GPU not utilizing full memory

Hi!

I’m attempting to classify 2D-retinal fundus images to predict Diabetic Retinopathy using ResNet-34 from the (completed) Kaggle DR Challenge. The issue that I’m having is really slow (35 mins/epoch) and (severely) underutilizing available GPU memory. I have available 2x Tesla P100s, see $ nvidia-smi output below:

I’ve used other datasets with 1000s of images of much lower resolution and have had good success with the same computing resources. The only difference is that there are a lot more images (32K) with this dataset and of much higher resolution (3888 x 2592) which I have resized in my code below and I’ve taken a smaller sample of 5K images.

import torch
print('Make sure cuda is installed:', torch.cuda.is_available())
print('Make sure cudnn is enabled:', torch.backends.cudnn.enabled)
import fastai; fastai.__version__

True
‘1.0.57’

ds_tfms = get_transforms()
        data = ImageDataBunch.from_csv(path=img_path, csv_labels=labels_path, suffix='.jpeg', valid_pct=0.2, 
                                       ds_tfms=ds_tfms, size=128, bs=128, num_workers=0);

data.classes, data.c, len(data.train_ds), len(data.valid_ds)
([0, 1, 2, 3, 4], 5, 4000, 999)

learn = cnn_learner(data, models.resnet34, metrics=error_rate)
# learn.model = torch.nn.DataParallel(learn.model, device_ids=[0, 1])
learn.fit_one_cycle(5)

I read from distributed training docs page which could help as I found no performance improvement by running learn.model = torch.nn.DataParallel(learn.model, device_ids=[0, 1])

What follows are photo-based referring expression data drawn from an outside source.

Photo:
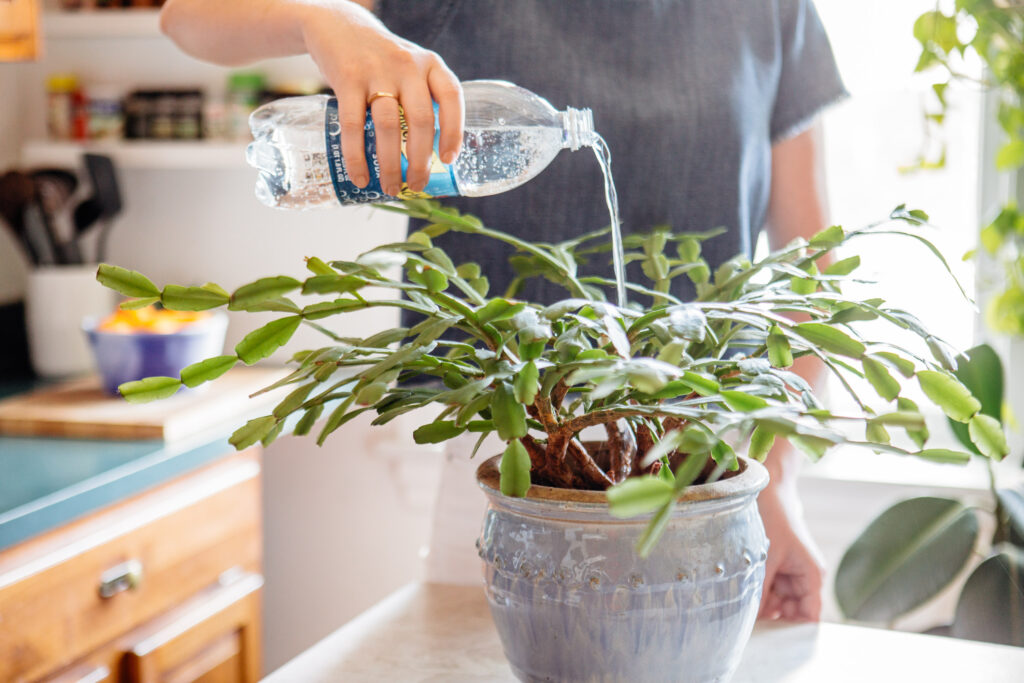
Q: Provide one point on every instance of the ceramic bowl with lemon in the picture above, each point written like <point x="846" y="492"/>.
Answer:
<point x="131" y="344"/>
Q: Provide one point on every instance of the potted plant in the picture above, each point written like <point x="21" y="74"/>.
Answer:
<point x="579" y="587"/>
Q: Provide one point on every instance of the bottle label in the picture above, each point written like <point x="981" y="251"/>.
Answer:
<point x="440" y="182"/>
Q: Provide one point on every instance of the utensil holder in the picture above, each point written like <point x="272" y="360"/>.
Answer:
<point x="56" y="300"/>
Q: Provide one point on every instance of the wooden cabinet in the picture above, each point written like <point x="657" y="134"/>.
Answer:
<point x="164" y="587"/>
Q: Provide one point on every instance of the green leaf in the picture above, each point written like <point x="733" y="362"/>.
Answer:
<point x="743" y="402"/>
<point x="919" y="436"/>
<point x="498" y="309"/>
<point x="702" y="385"/>
<point x="260" y="343"/>
<point x="654" y="529"/>
<point x="308" y="420"/>
<point x="526" y="384"/>
<point x="190" y="298"/>
<point x="318" y="267"/>
<point x="252" y="432"/>
<point x="947" y="392"/>
<point x="436" y="432"/>
<point x="1010" y="156"/>
<point x="903" y="366"/>
<point x="779" y="353"/>
<point x="880" y="378"/>
<point x="151" y="388"/>
<point x="980" y="371"/>
<point x="991" y="603"/>
<point x="371" y="393"/>
<point x="904" y="557"/>
<point x="944" y="456"/>
<point x="514" y="470"/>
<point x="844" y="266"/>
<point x="293" y="400"/>
<point x="762" y="440"/>
<point x="508" y="414"/>
<point x="828" y="238"/>
<point x="639" y="496"/>
<point x="128" y="283"/>
<point x="135" y="304"/>
<point x="204" y="371"/>
<point x="830" y="339"/>
<point x="434" y="280"/>
<point x="987" y="434"/>
<point x="264" y="288"/>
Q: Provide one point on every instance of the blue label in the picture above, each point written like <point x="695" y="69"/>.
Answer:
<point x="440" y="182"/>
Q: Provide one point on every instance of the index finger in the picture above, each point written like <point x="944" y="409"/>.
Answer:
<point x="445" y="90"/>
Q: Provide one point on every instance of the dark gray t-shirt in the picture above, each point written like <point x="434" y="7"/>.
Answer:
<point x="689" y="94"/>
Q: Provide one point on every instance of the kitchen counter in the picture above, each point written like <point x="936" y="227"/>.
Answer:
<point x="48" y="481"/>
<point x="45" y="482"/>
<point x="433" y="632"/>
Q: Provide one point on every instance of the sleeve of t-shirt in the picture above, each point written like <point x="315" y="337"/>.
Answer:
<point x="419" y="22"/>
<point x="809" y="80"/>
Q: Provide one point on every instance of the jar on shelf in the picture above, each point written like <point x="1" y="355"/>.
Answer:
<point x="107" y="117"/>
<point x="61" y="95"/>
<point x="188" y="115"/>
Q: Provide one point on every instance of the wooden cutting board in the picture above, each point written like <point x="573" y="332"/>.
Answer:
<point x="80" y="409"/>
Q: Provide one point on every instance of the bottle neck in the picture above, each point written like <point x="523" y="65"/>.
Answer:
<point x="578" y="128"/>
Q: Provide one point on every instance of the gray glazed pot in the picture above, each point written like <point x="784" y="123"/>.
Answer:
<point x="573" y="602"/>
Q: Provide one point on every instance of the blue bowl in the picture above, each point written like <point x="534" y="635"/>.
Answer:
<point x="128" y="356"/>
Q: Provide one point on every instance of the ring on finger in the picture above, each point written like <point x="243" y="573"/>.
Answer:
<point x="379" y="94"/>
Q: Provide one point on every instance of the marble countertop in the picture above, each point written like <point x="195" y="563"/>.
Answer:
<point x="434" y="633"/>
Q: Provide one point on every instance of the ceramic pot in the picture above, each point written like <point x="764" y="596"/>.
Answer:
<point x="56" y="299"/>
<point x="573" y="602"/>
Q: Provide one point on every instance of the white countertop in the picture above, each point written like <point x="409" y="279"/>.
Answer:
<point x="437" y="633"/>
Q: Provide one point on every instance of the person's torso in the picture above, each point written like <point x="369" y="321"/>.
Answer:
<point x="682" y="91"/>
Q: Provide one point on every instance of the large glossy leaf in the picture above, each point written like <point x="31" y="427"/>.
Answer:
<point x="904" y="557"/>
<point x="991" y="604"/>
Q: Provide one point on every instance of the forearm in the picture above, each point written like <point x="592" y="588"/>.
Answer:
<point x="231" y="33"/>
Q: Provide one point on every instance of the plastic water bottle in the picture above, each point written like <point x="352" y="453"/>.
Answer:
<point x="510" y="135"/>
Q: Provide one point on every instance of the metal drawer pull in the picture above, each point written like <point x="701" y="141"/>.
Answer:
<point x="125" y="577"/>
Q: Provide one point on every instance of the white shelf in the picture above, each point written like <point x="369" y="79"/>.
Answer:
<point x="139" y="155"/>
<point x="102" y="24"/>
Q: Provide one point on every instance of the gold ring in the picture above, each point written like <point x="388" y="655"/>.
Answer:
<point x="380" y="93"/>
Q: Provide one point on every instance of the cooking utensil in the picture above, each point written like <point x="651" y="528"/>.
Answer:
<point x="52" y="194"/>
<point x="16" y="191"/>
<point x="107" y="191"/>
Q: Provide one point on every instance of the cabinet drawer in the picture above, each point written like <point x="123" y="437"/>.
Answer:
<point x="66" y="594"/>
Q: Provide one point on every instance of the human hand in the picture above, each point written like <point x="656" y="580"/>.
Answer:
<point x="358" y="56"/>
<point x="794" y="570"/>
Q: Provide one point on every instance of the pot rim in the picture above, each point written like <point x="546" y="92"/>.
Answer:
<point x="749" y="480"/>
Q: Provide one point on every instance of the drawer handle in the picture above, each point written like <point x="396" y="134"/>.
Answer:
<point x="125" y="577"/>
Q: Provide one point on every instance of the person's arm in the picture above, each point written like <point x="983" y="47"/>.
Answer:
<point x="794" y="572"/>
<point x="355" y="53"/>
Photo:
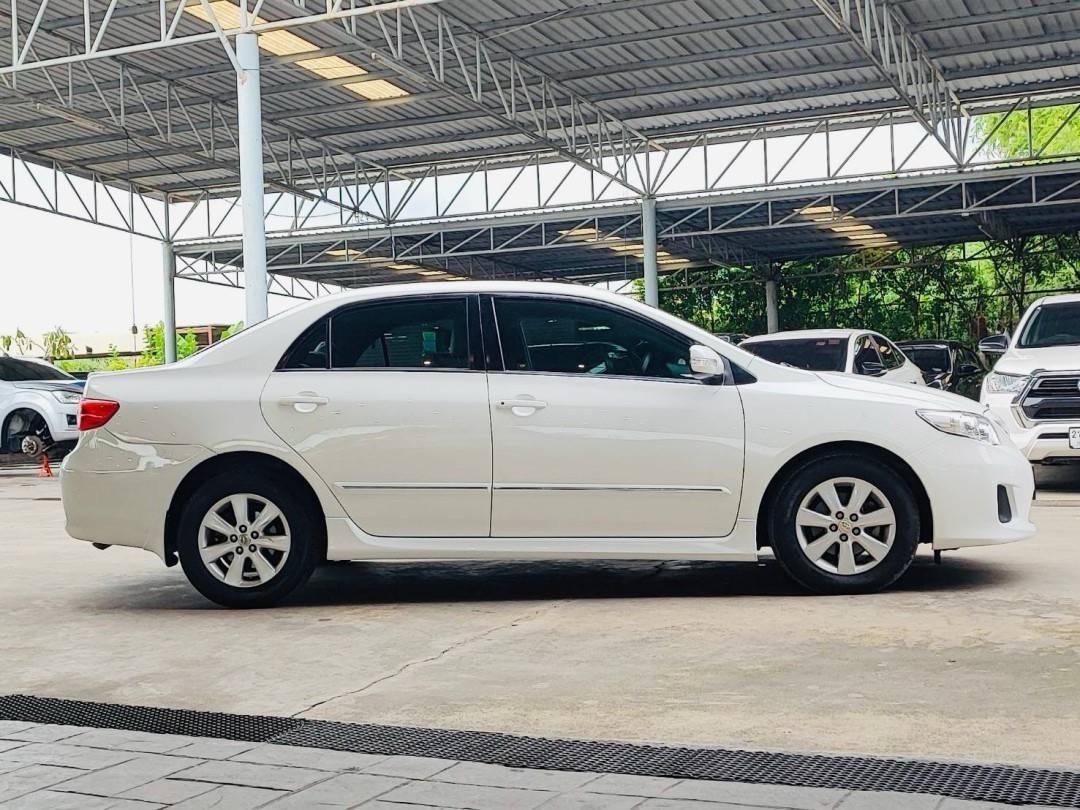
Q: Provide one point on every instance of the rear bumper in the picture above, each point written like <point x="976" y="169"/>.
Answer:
<point x="961" y="477"/>
<point x="117" y="493"/>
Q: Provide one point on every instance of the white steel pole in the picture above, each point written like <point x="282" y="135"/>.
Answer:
<point x="169" y="328"/>
<point x="771" y="305"/>
<point x="250" y="112"/>
<point x="649" y="242"/>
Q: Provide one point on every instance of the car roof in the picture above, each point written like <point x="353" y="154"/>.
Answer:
<point x="805" y="335"/>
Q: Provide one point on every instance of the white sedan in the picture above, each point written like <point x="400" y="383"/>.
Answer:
<point x="511" y="420"/>
<point x="848" y="351"/>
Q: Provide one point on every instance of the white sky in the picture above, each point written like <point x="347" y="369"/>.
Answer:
<point x="57" y="271"/>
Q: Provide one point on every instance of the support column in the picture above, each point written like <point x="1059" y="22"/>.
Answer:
<point x="649" y="242"/>
<point x="771" y="305"/>
<point x="250" y="112"/>
<point x="169" y="277"/>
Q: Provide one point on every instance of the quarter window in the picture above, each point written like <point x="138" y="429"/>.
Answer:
<point x="417" y="334"/>
<point x="571" y="337"/>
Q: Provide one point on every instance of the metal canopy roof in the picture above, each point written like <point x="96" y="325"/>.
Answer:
<point x="660" y="67"/>
<point x="142" y="94"/>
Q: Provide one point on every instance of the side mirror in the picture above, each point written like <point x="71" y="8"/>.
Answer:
<point x="706" y="365"/>
<point x="873" y="369"/>
<point x="994" y="345"/>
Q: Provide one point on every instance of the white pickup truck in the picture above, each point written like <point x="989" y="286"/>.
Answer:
<point x="1035" y="386"/>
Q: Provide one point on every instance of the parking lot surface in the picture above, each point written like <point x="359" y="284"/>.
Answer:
<point x="977" y="659"/>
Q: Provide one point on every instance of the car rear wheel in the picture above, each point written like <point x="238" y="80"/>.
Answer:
<point x="845" y="524"/>
<point x="246" y="540"/>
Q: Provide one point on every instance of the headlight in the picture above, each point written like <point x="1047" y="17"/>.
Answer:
<point x="68" y="397"/>
<point x="961" y="423"/>
<point x="1006" y="383"/>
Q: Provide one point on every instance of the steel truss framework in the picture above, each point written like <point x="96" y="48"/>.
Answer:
<point x="334" y="216"/>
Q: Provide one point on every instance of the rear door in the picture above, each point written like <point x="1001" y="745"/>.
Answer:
<point x="387" y="401"/>
<point x="598" y="429"/>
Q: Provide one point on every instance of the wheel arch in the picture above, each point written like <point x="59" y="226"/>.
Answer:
<point x="5" y="423"/>
<point x="834" y="448"/>
<point x="239" y="460"/>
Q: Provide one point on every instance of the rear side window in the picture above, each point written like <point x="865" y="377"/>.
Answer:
<point x="416" y="334"/>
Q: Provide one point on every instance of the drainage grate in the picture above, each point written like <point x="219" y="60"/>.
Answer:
<point x="974" y="782"/>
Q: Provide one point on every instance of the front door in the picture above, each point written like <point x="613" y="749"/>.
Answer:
<point x="387" y="401"/>
<point x="599" y="431"/>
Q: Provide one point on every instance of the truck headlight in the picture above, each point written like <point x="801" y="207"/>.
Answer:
<point x="68" y="397"/>
<point x="961" y="423"/>
<point x="1006" y="383"/>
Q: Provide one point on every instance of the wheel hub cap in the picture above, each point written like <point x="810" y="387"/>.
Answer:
<point x="846" y="526"/>
<point x="244" y="540"/>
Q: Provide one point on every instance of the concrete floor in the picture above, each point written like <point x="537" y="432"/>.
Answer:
<point x="977" y="659"/>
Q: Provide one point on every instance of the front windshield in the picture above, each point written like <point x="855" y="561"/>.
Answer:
<point x="1054" y="324"/>
<point x="929" y="358"/>
<point x="14" y="369"/>
<point x="814" y="354"/>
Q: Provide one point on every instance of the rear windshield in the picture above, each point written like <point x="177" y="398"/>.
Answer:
<point x="13" y="369"/>
<point x="814" y="354"/>
<point x="928" y="359"/>
<point x="1054" y="324"/>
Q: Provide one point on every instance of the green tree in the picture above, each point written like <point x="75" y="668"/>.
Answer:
<point x="153" y="352"/>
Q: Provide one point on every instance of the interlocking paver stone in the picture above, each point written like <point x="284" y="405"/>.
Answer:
<point x="230" y="797"/>
<point x="497" y="775"/>
<point x="69" y="756"/>
<point x="139" y="741"/>
<point x="300" y="757"/>
<point x="32" y="778"/>
<point x="410" y="767"/>
<point x="127" y="775"/>
<point x="250" y="774"/>
<point x="473" y="797"/>
<point x="743" y="793"/>
<point x="343" y="791"/>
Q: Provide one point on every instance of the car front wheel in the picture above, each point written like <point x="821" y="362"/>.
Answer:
<point x="845" y="524"/>
<point x="246" y="540"/>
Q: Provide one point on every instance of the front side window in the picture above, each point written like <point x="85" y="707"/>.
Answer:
<point x="1054" y="324"/>
<point x="814" y="354"/>
<point x="427" y="333"/>
<point x="14" y="369"/>
<point x="891" y="356"/>
<point x="866" y="353"/>
<point x="571" y="337"/>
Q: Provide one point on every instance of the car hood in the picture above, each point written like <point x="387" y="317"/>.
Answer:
<point x="1049" y="359"/>
<point x="72" y="386"/>
<point x="917" y="395"/>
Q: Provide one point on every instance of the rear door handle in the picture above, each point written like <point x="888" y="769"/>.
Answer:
<point x="522" y="406"/>
<point x="304" y="403"/>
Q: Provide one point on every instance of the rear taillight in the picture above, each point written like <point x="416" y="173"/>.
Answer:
<point x="95" y="413"/>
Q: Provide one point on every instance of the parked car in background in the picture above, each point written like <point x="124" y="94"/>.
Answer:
<point x="521" y="420"/>
<point x="731" y="337"/>
<point x="38" y="404"/>
<point x="1035" y="386"/>
<point x="846" y="351"/>
<point x="946" y="364"/>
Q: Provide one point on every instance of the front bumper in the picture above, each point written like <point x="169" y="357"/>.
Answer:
<point x="961" y="477"/>
<point x="1039" y="442"/>
<point x="117" y="493"/>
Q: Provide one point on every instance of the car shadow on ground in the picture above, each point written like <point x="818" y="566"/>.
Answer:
<point x="382" y="583"/>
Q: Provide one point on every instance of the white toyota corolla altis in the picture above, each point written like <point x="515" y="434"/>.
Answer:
<point x="484" y="420"/>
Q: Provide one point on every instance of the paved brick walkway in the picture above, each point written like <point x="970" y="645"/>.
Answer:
<point x="54" y="767"/>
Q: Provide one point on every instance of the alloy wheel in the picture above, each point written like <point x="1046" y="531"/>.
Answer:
<point x="846" y="526"/>
<point x="244" y="540"/>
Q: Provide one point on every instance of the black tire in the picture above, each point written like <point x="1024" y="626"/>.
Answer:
<point x="307" y="539"/>
<point x="800" y="483"/>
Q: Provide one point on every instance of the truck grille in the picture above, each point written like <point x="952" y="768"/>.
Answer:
<point x="1053" y="397"/>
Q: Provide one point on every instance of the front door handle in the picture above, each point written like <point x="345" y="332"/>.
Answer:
<point x="522" y="406"/>
<point x="305" y="402"/>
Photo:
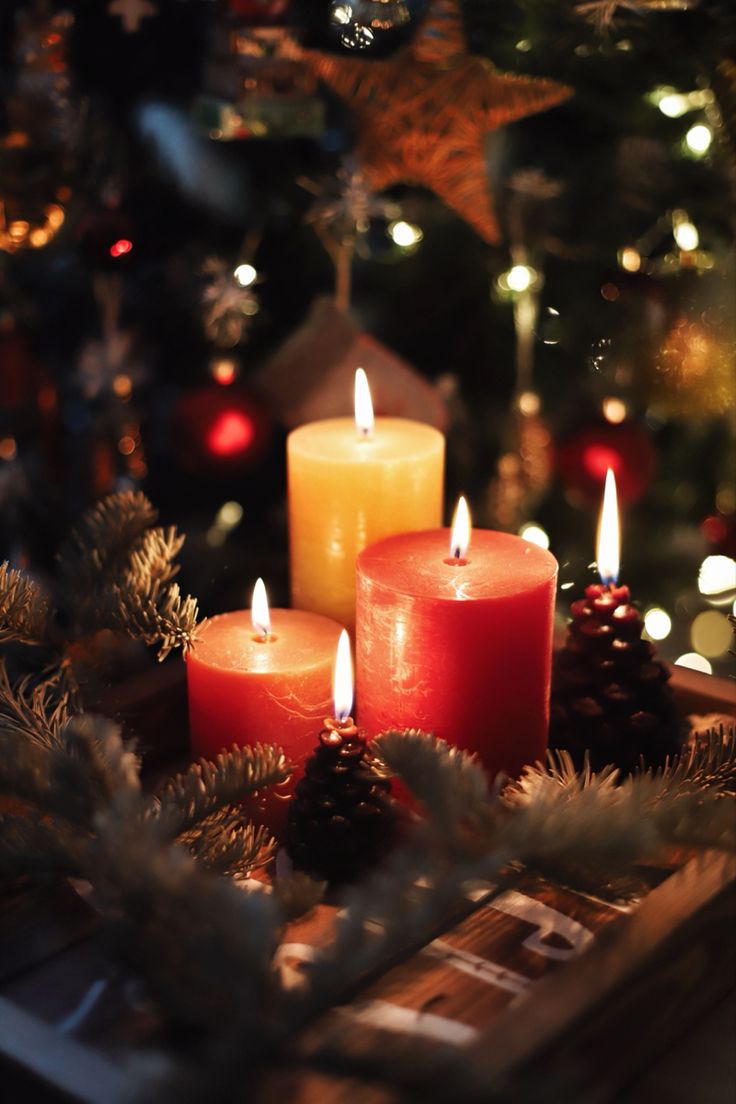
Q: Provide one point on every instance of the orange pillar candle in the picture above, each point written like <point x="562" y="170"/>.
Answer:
<point x="351" y="483"/>
<point x="455" y="637"/>
<point x="260" y="676"/>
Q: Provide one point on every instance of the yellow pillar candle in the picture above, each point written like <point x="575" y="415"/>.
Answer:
<point x="352" y="483"/>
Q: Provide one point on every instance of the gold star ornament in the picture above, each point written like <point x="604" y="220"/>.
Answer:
<point x="423" y="116"/>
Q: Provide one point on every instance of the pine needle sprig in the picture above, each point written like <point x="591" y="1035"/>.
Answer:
<point x="104" y="767"/>
<point x="147" y="609"/>
<point x="227" y="844"/>
<point x="23" y="607"/>
<point x="35" y="713"/>
<point x="452" y="786"/>
<point x="117" y="571"/>
<point x="36" y="845"/>
<point x="707" y="762"/>
<point x="98" y="549"/>
<point x="204" y="946"/>
<point x="209" y="786"/>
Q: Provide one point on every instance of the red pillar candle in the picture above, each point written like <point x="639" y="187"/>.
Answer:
<point x="458" y="645"/>
<point x="260" y="677"/>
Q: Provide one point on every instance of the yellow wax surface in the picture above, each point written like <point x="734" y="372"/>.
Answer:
<point x="347" y="491"/>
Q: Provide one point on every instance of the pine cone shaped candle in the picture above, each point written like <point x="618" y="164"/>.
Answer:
<point x="610" y="697"/>
<point x="341" y="818"/>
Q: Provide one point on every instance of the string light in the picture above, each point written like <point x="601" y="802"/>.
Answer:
<point x="716" y="580"/>
<point x="405" y="234"/>
<point x="685" y="234"/>
<point x="535" y="534"/>
<point x="630" y="258"/>
<point x="245" y="275"/>
<point x="658" y="623"/>
<point x="711" y="634"/>
<point x="673" y="105"/>
<point x="694" y="661"/>
<point x="615" y="410"/>
<point x="520" y="278"/>
<point x="699" y="139"/>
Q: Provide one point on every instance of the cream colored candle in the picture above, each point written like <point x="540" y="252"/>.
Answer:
<point x="352" y="483"/>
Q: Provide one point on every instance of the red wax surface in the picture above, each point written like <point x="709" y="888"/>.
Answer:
<point x="245" y="690"/>
<point x="464" y="651"/>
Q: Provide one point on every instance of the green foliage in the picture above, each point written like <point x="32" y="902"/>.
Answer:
<point x="117" y="571"/>
<point x="23" y="608"/>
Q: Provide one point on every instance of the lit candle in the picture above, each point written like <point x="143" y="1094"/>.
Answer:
<point x="260" y="676"/>
<point x="610" y="700"/>
<point x="455" y="637"/>
<point x="341" y="819"/>
<point x="351" y="483"/>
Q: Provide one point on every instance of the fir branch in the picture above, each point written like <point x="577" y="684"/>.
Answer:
<point x="34" y="844"/>
<point x="451" y="785"/>
<point x="148" y="611"/>
<point x="708" y="762"/>
<point x="226" y="844"/>
<point x="104" y="767"/>
<point x="98" y="550"/>
<point x="206" y="787"/>
<point x="35" y="713"/>
<point x="23" y="608"/>
<point x="119" y="572"/>
<point x="204" y="946"/>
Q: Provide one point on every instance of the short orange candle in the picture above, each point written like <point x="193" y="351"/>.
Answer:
<point x="351" y="483"/>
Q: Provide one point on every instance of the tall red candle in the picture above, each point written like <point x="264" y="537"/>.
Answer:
<point x="260" y="677"/>
<point x="460" y="644"/>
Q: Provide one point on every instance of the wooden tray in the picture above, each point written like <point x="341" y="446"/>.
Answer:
<point x="541" y="977"/>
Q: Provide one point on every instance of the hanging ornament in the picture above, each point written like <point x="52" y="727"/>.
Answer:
<point x="423" y="116"/>
<point x="524" y="468"/>
<point x="341" y="215"/>
<point x="585" y="457"/>
<point x="219" y="431"/>
<point x="230" y="304"/>
<point x="132" y="12"/>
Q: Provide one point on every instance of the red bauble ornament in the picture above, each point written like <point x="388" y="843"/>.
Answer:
<point x="219" y="431"/>
<point x="584" y="458"/>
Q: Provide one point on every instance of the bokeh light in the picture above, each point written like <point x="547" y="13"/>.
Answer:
<point x="535" y="534"/>
<point x="716" y="580"/>
<point x="658" y="623"/>
<point x="711" y="634"/>
<point x="694" y="661"/>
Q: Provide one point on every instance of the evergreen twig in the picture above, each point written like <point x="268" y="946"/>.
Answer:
<point x="119" y="573"/>
<point x="23" y="607"/>
<point x="33" y="712"/>
<point x="206" y="787"/>
<point x="227" y="844"/>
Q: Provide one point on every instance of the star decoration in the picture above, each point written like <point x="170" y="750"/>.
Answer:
<point x="423" y="116"/>
<point x="131" y="12"/>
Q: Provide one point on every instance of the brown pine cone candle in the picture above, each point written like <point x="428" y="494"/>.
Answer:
<point x="609" y="694"/>
<point x="341" y="818"/>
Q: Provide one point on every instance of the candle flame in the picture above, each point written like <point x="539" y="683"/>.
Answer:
<point x="363" y="405"/>
<point x="342" y="680"/>
<point x="461" y="529"/>
<point x="259" y="613"/>
<point x="608" y="545"/>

I’ve tried varying the bs and size with different combinations of 32, 64, 218 and 512 with no success, often resulting to error messages such as https://forums.fast.ai/t/error-pytorch-expected-object-of-scalar-type-long-but-got-scalar-type-float-for-argument-2-other/33778. I’ve also tried with ResNet-50 and 101 to see if that would help, sadly same story.

I would be most grateful for any suggestions/help. Thank you!